# Tübingen Tiling

A systematic way to generate quasiperiodic tilings of the plane is to take a lattice in higher dimensions and slice it at a funny angle.  Greg Egan’s Tübingen applet generates quasiperiodic tilings by projecting selected triangles from an $n$-dimensional lattice called the $\mathrm{A}_n$ lattice onto a plane. This particular picture comes from the $\mathrm{A}_4$ lattice.

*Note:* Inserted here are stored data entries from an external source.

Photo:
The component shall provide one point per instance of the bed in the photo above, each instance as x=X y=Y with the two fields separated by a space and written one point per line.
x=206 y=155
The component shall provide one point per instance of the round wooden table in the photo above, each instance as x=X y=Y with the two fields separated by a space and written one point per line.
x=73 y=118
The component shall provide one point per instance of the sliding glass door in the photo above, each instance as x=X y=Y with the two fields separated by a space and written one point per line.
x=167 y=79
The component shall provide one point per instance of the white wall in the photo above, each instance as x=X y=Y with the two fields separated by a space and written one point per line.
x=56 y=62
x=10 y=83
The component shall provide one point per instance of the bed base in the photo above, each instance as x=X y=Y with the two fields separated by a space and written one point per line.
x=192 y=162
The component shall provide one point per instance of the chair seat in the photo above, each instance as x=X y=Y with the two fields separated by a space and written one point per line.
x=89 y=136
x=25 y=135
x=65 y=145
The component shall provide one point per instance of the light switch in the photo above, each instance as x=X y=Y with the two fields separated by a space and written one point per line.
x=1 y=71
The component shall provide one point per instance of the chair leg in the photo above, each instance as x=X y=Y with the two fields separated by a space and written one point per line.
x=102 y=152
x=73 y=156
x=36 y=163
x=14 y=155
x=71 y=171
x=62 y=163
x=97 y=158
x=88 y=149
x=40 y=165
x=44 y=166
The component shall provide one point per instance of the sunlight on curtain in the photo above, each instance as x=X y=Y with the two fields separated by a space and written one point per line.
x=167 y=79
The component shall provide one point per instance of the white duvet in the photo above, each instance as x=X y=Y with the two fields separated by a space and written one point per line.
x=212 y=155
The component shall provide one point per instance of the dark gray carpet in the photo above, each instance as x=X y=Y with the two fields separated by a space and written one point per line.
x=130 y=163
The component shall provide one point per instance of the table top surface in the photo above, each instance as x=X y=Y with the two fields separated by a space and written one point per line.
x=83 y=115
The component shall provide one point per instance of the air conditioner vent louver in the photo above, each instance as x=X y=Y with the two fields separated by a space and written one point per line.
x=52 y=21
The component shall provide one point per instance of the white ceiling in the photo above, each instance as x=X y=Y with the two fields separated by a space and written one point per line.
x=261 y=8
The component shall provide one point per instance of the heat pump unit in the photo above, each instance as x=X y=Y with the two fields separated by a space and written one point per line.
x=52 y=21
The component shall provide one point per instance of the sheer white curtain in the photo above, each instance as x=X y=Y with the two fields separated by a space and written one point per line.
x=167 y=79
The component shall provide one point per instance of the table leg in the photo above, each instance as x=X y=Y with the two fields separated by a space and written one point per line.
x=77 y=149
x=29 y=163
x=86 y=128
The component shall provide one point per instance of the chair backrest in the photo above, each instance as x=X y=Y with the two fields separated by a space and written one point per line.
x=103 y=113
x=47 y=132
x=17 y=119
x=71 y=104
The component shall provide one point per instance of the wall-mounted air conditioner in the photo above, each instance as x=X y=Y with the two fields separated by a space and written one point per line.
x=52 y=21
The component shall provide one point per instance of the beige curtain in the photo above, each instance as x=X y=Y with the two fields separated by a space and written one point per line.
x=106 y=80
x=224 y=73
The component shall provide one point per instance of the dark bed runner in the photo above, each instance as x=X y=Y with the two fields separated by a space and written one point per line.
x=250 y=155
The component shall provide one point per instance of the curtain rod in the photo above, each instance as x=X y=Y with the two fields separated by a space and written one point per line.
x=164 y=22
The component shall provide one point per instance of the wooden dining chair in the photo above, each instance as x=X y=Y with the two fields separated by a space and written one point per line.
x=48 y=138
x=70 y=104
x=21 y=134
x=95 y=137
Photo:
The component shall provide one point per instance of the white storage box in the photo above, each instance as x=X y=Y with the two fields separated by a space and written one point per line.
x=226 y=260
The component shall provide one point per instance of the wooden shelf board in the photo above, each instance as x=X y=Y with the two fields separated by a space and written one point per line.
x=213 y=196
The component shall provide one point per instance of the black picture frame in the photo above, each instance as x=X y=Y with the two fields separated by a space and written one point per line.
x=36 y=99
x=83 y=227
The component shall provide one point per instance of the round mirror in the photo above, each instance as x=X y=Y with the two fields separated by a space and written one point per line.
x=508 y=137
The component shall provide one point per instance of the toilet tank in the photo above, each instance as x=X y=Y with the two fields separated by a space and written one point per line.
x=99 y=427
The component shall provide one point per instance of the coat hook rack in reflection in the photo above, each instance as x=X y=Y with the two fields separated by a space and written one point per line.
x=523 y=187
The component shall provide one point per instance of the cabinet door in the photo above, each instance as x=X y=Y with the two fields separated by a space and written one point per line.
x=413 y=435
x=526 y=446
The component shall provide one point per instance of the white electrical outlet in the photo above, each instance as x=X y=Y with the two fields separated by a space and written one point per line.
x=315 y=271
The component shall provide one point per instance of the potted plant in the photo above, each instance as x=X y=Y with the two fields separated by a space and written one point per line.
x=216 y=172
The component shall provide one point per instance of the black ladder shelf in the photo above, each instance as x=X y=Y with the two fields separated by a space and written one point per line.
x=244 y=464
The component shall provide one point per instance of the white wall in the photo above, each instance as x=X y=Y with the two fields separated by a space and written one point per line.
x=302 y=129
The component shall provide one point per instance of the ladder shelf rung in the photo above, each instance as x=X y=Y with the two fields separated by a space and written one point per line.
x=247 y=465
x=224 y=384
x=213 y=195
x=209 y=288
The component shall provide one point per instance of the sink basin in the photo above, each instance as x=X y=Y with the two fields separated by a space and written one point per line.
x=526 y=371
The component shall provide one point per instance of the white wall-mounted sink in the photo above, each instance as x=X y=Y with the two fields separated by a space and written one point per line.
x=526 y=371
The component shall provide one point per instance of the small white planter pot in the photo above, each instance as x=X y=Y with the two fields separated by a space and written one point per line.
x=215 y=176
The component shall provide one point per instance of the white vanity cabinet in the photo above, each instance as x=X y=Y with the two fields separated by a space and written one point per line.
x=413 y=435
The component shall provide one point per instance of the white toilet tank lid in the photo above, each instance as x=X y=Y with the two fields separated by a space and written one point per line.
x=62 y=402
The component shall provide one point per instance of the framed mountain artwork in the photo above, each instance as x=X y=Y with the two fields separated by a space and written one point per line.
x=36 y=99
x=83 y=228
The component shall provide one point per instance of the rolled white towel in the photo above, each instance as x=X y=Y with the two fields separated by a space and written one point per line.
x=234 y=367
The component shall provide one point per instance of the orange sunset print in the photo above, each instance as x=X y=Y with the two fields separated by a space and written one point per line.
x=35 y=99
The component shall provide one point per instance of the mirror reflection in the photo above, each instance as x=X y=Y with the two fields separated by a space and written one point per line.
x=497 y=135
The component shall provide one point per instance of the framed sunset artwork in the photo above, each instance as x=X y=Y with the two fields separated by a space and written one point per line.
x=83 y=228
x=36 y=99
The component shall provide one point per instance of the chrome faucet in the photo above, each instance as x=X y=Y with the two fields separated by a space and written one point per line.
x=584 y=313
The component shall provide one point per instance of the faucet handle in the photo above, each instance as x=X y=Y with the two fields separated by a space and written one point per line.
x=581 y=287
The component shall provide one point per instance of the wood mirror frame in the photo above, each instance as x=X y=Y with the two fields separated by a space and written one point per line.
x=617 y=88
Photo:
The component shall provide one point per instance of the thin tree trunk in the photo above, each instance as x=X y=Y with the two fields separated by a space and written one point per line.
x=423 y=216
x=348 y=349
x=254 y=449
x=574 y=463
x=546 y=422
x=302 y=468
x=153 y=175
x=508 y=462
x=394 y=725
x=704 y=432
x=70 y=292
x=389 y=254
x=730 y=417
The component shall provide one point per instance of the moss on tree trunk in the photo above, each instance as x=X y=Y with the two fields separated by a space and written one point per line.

The applet produces moving pictures that are much more beautiful than this still image, so please check it out!

The $\mathrm{A}_n$ lattice lives in $n$ dimensions, but it’s easiest to describe it in one more dimension, as the set of all $(n+1)$-tuples of integers $(x_1,…,x_{n+1})$ such that

$$x_1 + \cdots + x_{n+1} = 0.$$

It’s a fun exercise to show that $\mathrm{A}_2$ is a 2-dimensional hexagonal lattice, the sort of lattice you use to pack pennies as densely as possible. Similarly, $\mathrm{A}_3$ gives a standard way of packing grapefruit, which is in fact the densest lattice packing of spheres in 3 dimensions. If you were stacking layers of 4-dimensional grapefruit you could use the $\mathrm{A}_4$ lattice, though that would not be the densest possible packing.

Let me rapidly sketch how we get from the $\mathrm{A}_4$ lattice to the beautiful tiling shown here.

Each point $x$ in the $\mathrm{A}_4$ lattice is surrounded by a Voronoi cell, which consists of all points that are closer to $x$ than to any other lattice point. The Voronoi cells of $\mathrm{A}_4$ are all identical convex polytopes—can you figure out what this polytope is?

The cells dual to these Voronoi cells are called Delaunay cells. To get the tiling we pick a plane $P$ in 4 dimensions, and whenever $P$ intersects a 2-dimensional face of a Voronoi cell, we project the corresponding 2d face of the corresponding Delaunay cell, which is a triangle, onto $P$. Then we draw these triangles on the plane!